Reviewed by Viga Boland for Readers' Favorite
Crocodile Chamber by Gayendra Abeywardane is a short, but most intense and unusual read, and is definitely not for everyone. Readers who will be drawn to Crocodile Chamber aren’t afraid of dark stories. They are readers who enjoy reflection that intellectualizes and explores…even if it involves stirring up painful memories in the writer, and possibly the reader. The readers who will most understand where Gayendra Abeywardane is coming from, and what he is getting at, are those who have experienced mind-shattering trauma, and know how hard it is to rise above anger and pain without killing those who have inflicted it.
Abeywardane’s protagonist is one of those people. As a child, Amila witnessed the murder of his mother by a frightening man of great power, whom young Amila trusted in Sri Lanka. Now grown, but with the painful knowledge of who murdered his mother locked inside him…telling authorities wasn’t an option…he struggles daily against the hatred and anger consuming him. He fights the anger by fighting others, not to win but to simultaneously punish and strengthen himself. And when finally he does come face to face again with Desarath, readers turn pages wondering what Desarath will do to him or he will do to Desarath.

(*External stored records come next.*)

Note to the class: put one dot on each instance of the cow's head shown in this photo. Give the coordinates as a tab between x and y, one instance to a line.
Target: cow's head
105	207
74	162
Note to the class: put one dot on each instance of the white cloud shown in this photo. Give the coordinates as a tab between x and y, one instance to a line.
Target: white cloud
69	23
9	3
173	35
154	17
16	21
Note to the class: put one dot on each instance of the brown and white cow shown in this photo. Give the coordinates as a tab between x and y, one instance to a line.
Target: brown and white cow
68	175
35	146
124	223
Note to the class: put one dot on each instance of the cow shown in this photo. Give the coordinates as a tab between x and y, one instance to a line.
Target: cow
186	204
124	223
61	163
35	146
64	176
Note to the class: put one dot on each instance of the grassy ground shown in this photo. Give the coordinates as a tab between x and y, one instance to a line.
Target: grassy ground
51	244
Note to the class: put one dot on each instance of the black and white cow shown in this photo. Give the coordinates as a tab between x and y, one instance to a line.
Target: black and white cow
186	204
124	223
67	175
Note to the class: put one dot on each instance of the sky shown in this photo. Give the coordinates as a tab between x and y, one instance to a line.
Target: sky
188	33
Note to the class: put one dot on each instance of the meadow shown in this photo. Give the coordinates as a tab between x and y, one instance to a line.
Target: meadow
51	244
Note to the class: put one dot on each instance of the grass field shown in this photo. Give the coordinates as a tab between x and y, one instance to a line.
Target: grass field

Crocodile Chamber is classified as a fiction novella. But given how closely Amila’s background and current location mirror that of the author - Amila hails from Colombo, Sri Lanka and now lives in Australia - as does Gayendra Abeywardane, one cannot help but think Crocodile Chamber is based on true events in the author’s past. According to the author’s website, writers such as Chuck Palahniuk and Neil Gaiman have been an immense inspiration in his creative journey into finding his own author’s voice. He certainly has done that with Crocodile Chamber. Read it if you dare.